I've been looking for a thread where you guys talk about cooking on these great wood stoves but couldn't find anything. Could you point me into the right direction? Or should I start a new thread?
I went ahead and moved this thread over to the smokehouse. I've got some of the tomatoes we froze from our garden in the pot on the stove. Come suppertime it will be chili. At my next stove refill I will be frying the beef.
Thanks for moving this. Chilly sounds great. I'm as excited as a child before Christmas. Can't wait to get the stove all set up and start cooking. Got one nice enameled dutch oven so far. Do you know how much weight a stove like ours might handle? I like making souip stock and then freezing it in. How big a Stock pot do you think I can get and what kind of stock pot. Can one use those professional stainless steel ones?
As far as I am concerned I have just started making meals on my stove.
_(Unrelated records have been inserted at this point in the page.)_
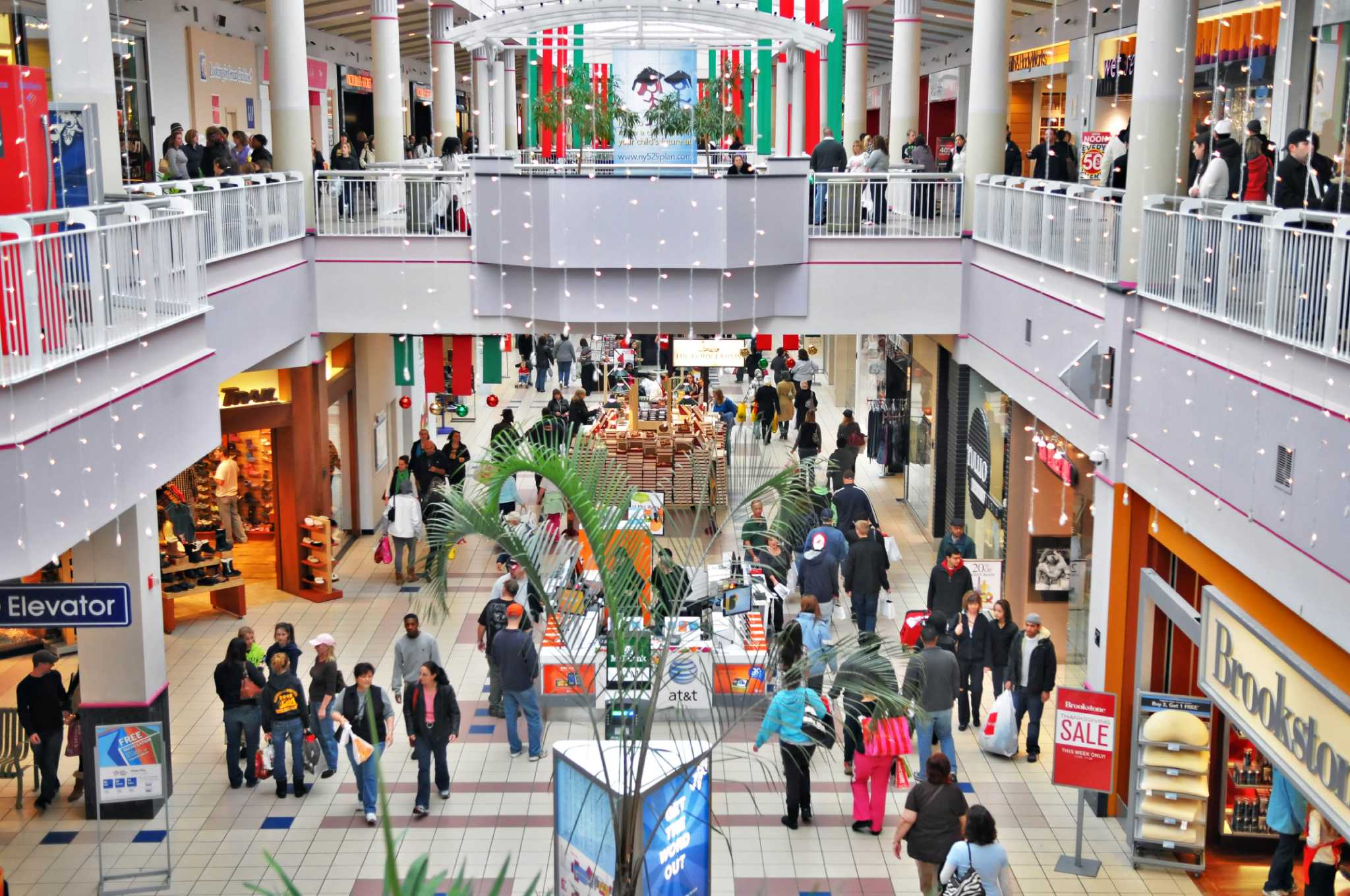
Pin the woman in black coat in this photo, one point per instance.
(432, 690)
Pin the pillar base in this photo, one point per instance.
(92, 715)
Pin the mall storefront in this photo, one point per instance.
(1200, 636)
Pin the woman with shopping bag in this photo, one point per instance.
(885, 739)
(365, 740)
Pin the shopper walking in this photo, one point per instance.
(411, 651)
(864, 575)
(238, 686)
(932, 681)
(982, 852)
(324, 685)
(285, 721)
(517, 660)
(932, 822)
(227, 494)
(974, 654)
(357, 706)
(1284, 816)
(783, 718)
(42, 713)
(490, 623)
(431, 715)
(1030, 677)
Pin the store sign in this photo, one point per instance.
(978, 463)
(67, 606)
(1297, 718)
(1084, 740)
(709, 352)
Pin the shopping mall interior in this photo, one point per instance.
(326, 314)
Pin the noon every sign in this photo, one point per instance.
(67, 606)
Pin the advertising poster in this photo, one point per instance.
(1092, 155)
(644, 76)
(585, 834)
(676, 825)
(130, 762)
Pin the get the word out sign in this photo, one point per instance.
(1084, 739)
(65, 606)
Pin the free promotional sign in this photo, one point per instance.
(130, 762)
(1084, 739)
(105, 605)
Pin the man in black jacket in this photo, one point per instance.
(864, 575)
(1030, 677)
(44, 709)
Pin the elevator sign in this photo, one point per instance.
(65, 606)
(1084, 739)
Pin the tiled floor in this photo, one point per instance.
(498, 813)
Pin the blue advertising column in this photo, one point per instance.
(122, 669)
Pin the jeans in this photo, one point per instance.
(288, 732)
(243, 722)
(972, 688)
(368, 776)
(323, 729)
(797, 775)
(939, 723)
(425, 749)
(864, 610)
(400, 547)
(527, 704)
(46, 758)
(1287, 852)
(230, 520)
(1029, 704)
(869, 786)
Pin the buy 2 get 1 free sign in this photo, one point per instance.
(1084, 739)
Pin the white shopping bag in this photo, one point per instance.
(998, 735)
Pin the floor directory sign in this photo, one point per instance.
(131, 762)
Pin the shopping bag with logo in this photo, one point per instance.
(998, 735)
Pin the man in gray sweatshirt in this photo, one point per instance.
(411, 651)
(933, 678)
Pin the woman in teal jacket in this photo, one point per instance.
(784, 718)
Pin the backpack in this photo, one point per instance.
(967, 884)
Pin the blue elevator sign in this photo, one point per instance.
(105, 605)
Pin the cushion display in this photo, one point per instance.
(1175, 726)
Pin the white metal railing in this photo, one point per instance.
(392, 203)
(74, 283)
(886, 204)
(1284, 274)
(242, 213)
(1071, 226)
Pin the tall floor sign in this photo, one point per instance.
(643, 76)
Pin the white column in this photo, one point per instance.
(905, 70)
(1164, 61)
(80, 41)
(855, 73)
(989, 98)
(797, 115)
(512, 100)
(443, 80)
(386, 81)
(498, 86)
(289, 91)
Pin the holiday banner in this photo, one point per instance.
(643, 76)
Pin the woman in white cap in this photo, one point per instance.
(324, 685)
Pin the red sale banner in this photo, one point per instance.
(1084, 739)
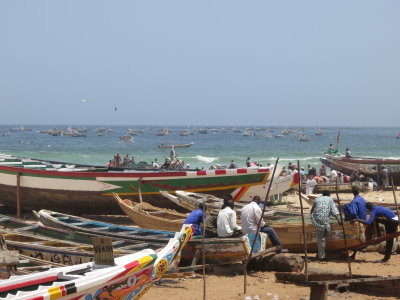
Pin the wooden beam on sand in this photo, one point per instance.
(258, 229)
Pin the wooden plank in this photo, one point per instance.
(319, 292)
(103, 251)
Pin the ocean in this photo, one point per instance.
(208, 149)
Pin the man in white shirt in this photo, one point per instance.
(226, 221)
(250, 216)
(310, 184)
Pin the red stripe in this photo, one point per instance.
(110, 174)
(220, 172)
(91, 174)
(63, 291)
(28, 283)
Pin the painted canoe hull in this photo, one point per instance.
(291, 235)
(140, 214)
(222, 251)
(78, 192)
(370, 167)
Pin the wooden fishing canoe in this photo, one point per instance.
(130, 277)
(79, 224)
(80, 189)
(218, 250)
(148, 216)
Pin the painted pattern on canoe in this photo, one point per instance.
(369, 167)
(89, 191)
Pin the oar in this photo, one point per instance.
(258, 228)
(344, 233)
(204, 255)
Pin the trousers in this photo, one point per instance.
(321, 235)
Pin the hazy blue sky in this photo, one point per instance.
(310, 63)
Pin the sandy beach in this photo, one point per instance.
(227, 282)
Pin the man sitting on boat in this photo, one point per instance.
(386, 217)
(226, 221)
(321, 211)
(197, 218)
(250, 216)
(348, 153)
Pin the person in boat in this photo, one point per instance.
(385, 178)
(248, 161)
(333, 175)
(117, 160)
(330, 149)
(321, 211)
(322, 170)
(126, 160)
(226, 221)
(348, 153)
(251, 215)
(359, 204)
(386, 217)
(233, 165)
(197, 218)
(310, 184)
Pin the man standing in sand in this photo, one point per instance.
(310, 184)
(250, 216)
(197, 218)
(359, 204)
(386, 217)
(321, 211)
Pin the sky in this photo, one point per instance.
(224, 62)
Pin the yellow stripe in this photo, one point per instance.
(143, 261)
(54, 292)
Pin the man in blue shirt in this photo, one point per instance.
(359, 204)
(197, 218)
(387, 218)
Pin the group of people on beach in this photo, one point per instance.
(224, 224)
(355, 211)
(117, 161)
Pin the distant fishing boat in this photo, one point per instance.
(162, 145)
(367, 166)
(83, 188)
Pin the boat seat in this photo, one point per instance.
(81, 223)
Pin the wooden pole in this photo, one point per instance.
(140, 192)
(204, 254)
(258, 228)
(394, 196)
(344, 232)
(18, 195)
(303, 225)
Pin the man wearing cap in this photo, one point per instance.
(251, 215)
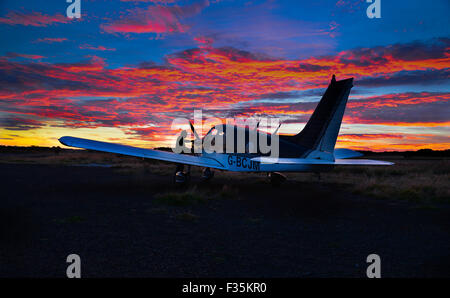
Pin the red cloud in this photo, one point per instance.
(156, 19)
(36, 19)
(225, 80)
(98, 48)
(50, 40)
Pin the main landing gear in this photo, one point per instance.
(276, 178)
(182, 177)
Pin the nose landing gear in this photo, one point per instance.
(207, 174)
(276, 178)
(180, 177)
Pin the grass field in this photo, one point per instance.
(421, 180)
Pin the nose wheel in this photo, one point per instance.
(207, 174)
(276, 178)
(180, 176)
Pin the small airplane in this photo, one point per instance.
(311, 150)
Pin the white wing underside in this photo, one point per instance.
(268, 163)
(141, 152)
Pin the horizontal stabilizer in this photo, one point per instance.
(346, 153)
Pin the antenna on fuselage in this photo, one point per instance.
(276, 130)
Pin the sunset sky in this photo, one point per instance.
(126, 68)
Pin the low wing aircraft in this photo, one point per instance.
(311, 150)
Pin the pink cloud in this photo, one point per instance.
(156, 19)
(50, 39)
(36, 19)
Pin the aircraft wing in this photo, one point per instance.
(141, 152)
(312, 161)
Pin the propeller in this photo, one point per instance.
(193, 130)
(276, 130)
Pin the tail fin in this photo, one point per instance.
(321, 131)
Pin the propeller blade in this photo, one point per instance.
(193, 130)
(276, 130)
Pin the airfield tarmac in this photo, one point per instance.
(120, 226)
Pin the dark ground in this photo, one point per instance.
(304, 229)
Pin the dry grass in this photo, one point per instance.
(412, 180)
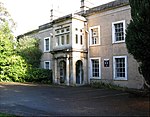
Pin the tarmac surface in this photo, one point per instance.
(48, 100)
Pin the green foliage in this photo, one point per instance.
(107, 86)
(39, 75)
(20, 64)
(138, 35)
(12, 67)
(5, 16)
(28, 48)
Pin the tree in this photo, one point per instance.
(28, 48)
(138, 36)
(12, 66)
(6, 17)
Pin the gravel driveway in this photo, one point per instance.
(46, 100)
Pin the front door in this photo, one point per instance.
(79, 72)
(62, 66)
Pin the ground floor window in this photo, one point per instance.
(95, 67)
(120, 67)
(46, 64)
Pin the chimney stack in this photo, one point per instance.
(84, 6)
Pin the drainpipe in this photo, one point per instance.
(88, 43)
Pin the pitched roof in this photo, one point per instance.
(107, 6)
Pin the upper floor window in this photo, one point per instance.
(95, 35)
(46, 44)
(62, 36)
(118, 31)
(46, 64)
(62, 40)
(67, 39)
(76, 38)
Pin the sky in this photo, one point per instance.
(29, 14)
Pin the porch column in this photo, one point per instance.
(67, 70)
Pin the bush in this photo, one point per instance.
(39, 75)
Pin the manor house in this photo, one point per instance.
(89, 46)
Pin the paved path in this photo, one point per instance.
(44, 100)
My electric one has become obsolete as of two weeks ago. Right now I am cooking bacon over a morning fire. Got some pumpkin seeds made last night that still need to dry out a bit more. Last weekend it was pancakes and maple syrup. Very very accomodating when the stove is generating free heat and tasty eats!
Oh yeah! We just finished a batch of our famous chili. Cold and raining here. It's going to be good! Taking it to the church harvest celebration this evening. Oh, it wasn't cooked on the wood stove... had to get er done...
I went seasonal with mine. I usually dump in a bottle of bear and let it cook down, but today I put in some hard cider.
Bacon on top of the wood stove seemed like a great idea for me too....until I tried it. Way too much spatter-even after I used a lid. What does your stove top look like now?
Just fine. In fact my stove wasn’t running all that hot. Maybe 400° during that at the most and dropping. So it was just more like putting ham on a pan and since the pan wasn’t that hot it wasn’t sizzling. You’d also be surprised that a little coconut oil can do a bit of good to renewing the surface. I actually like it a lot better than stove black. At least least the oil doesn’t stain and smells a heck of a lot better. I experimented with this when I noticed that a stain that couldn’t really be removed. It was from cooking some steak on the stove and pan wasn’t the best size. Anyways it was a great way to cover a stain while making the stove look like it never happened in the first place. When I dabbed the oil around, the stove was at the very last leg of the burn, warm enough to make a washcloth steam a little, then wipe dry after a couple mins. Don’t have take my word for it though...
O ya all through winter. It’s why we wanted a cooktop stove! Power outages or anything crazy we can cook.